Early 1800s Brooklyn Heights Frame House Loses Swathes of Original Walls
A rare and historic landmarked Federal style wood-frame house on Middagh Street in Brooklyn Heights has unexpectedly lost original framing and walls.
A rare and historic landmarked Federal style wood-frame house at 59 Middagh Street in Brooklyn Heights has unexpectedly lost sections of its original walls. Whether the glaring change was an accident or unavoidable is still unclear.
The building is mid renovation by a pair of a development partners, presumably as an investment, not their personal home.
Originally built in 1832, according to Landmarks, the building was purchased by Brenda Walker and Jennifer Robertson, under the name 59 Middagh LLC, from the Estate of Lenore Cacchione for $3 million in November 2014, public records reveal. Walker and Robertson currently are the founding partners of 522 Capital, a commercial real estate investment and advisory firm, and previously spent time at investment firms such as GE Capital, JP Morgan Asset Management and Metlife.
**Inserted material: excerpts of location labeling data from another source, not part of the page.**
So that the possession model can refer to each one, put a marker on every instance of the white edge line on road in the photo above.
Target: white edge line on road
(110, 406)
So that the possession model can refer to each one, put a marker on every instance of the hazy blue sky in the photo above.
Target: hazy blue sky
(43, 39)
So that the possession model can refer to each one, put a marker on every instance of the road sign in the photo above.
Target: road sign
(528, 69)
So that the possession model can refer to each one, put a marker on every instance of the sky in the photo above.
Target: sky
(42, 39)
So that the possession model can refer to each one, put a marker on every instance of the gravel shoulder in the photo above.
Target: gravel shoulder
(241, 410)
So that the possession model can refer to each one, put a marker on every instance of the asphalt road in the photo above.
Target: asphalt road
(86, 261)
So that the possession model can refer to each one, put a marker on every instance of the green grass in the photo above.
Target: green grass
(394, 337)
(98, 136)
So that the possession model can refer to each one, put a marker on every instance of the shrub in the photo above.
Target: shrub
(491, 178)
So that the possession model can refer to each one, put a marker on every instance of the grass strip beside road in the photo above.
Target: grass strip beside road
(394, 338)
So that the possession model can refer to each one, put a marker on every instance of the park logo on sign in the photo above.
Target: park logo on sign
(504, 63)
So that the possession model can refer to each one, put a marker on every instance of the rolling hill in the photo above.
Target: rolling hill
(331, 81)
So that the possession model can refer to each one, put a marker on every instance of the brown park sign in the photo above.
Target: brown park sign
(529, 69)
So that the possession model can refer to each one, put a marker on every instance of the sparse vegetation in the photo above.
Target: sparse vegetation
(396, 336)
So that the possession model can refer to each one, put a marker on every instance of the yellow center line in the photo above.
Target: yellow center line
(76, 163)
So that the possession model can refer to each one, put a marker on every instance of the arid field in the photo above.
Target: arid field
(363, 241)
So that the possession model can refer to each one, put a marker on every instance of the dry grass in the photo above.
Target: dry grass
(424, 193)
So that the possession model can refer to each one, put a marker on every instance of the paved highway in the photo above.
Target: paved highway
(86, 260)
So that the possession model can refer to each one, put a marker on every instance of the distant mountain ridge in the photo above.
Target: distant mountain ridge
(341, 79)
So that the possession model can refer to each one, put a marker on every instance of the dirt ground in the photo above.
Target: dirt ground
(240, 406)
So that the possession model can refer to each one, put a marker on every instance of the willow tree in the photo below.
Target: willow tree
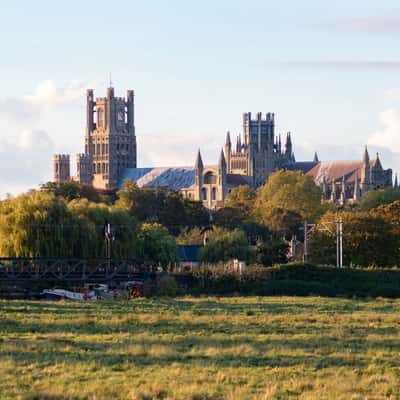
(124, 229)
(32, 225)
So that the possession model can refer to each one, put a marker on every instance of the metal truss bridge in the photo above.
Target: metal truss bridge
(30, 270)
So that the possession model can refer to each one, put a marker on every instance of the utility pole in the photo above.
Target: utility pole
(305, 256)
(339, 243)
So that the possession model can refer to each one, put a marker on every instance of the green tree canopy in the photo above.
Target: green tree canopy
(288, 191)
(242, 198)
(390, 213)
(157, 244)
(124, 227)
(162, 206)
(224, 245)
(367, 240)
(375, 198)
(35, 225)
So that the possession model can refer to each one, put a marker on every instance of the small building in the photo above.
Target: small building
(188, 255)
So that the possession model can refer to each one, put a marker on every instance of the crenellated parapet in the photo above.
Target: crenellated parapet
(61, 167)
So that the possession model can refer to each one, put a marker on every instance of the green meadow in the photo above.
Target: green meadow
(201, 349)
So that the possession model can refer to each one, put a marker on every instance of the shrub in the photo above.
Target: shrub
(167, 286)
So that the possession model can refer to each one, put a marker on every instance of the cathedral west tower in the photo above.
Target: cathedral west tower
(110, 140)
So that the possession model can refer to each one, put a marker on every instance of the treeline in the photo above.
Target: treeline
(69, 220)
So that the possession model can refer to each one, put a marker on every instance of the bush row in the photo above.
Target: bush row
(295, 280)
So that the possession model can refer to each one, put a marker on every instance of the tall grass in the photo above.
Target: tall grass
(207, 348)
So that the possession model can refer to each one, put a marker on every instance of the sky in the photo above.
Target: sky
(329, 70)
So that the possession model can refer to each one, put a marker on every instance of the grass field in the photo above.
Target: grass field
(209, 348)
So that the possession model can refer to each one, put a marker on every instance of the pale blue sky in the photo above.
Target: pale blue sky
(329, 70)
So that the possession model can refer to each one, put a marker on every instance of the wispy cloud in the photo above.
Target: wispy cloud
(388, 136)
(46, 95)
(384, 65)
(24, 161)
(375, 24)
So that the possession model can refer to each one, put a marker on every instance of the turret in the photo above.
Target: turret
(288, 147)
(228, 151)
(356, 194)
(61, 164)
(89, 111)
(333, 192)
(198, 176)
(279, 144)
(365, 172)
(343, 192)
(323, 188)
The pair applied for an alt-1 permit on the property in March 2015, with plans to turn the three-family home into a single-family, according to Department of Buildings records. The permit was issued just over a year later.
In November 2015, they also gained approval from the Landmark Preservation Commission to renovate and enlarge the building, including the construction of a new painted wood stoop “based on photographic documentation dating to 1920,” a rear extension, and a rooftop addition that was to increase the building’s overall height. An interesting design detail is that the volume of the original house and subsequent additions will be outlined and visible when the house is finished, at the request of the LPC.
But during construction this spring, portions of exterior walls on several floors, including a section of the top floor, were completely removed, an alteration not approved by the Landmarks Preservation Commission. While the framing and walls lost were original, the exterior clapboard and cornice were both modern, LPC documents note.
Transforming a multi-family home into a single-family residence is an ongoing trend, but high-end developer flips in Brooklyn Heights are relatively new.
Last year, when developer Shahrzad Khayami turned an 11-apartment townhouse at 146 Willow Street into a lavish single-family mansion, some neighbors complained, according to Ginia Bellafante, who in her “Big City” column in the New York Times noted its “ludicrous obscenity.” It is still on the market for $13.9 million. In 2014, Kushner Companies purchased a group of properties in the neighborhood that once belonged to the Brooklyn Law School for $36.5 million, and transformed two of them back into single-family townhouses. A five-story brick building at 27 Monroe Place, said to be built in 1844, sold in January for $16 million. After several price cuts, 100 Pierrepont Street is still on the market and asking $9.5 million.
A complaint was filed for illegal work done to a landmark building in May of 2017, and a stop-work order was issued on the property because of safety issues, including no guard rails around the end of the building, openings in the floor and excessive debris. The owners were fined $25,000 for construction violations, which were resolved, and a hearing is set for December 2017. The stop-work order was soon rescinded.
The same month as the initial complaint, the Landmarks Preservation Commission issued a warning letter to the owners for “ongoing facade work in noncompliance” with the original proposal and an amendment that followed. Following further inspection, the commission found “that the removal of walls and structure appears to have been warranted by deteriorated conditions documented in submitted materials,” including revised and additional structural drawings and photographs displaying the previous and current conditions.
The LPC notes proper procedure is to seek permission first before deviating from the approved scope of work.
Neither Walker nor Robertson responded to requests for comment.
“Now, it’ll mostly end up being a replica structure, which is a sorry state of affairs for such an old and historic building,” a reader who walks by the house often told Brownstoner. “My worry is that this house is just one more step on the road to the city’s history being erased building by building.”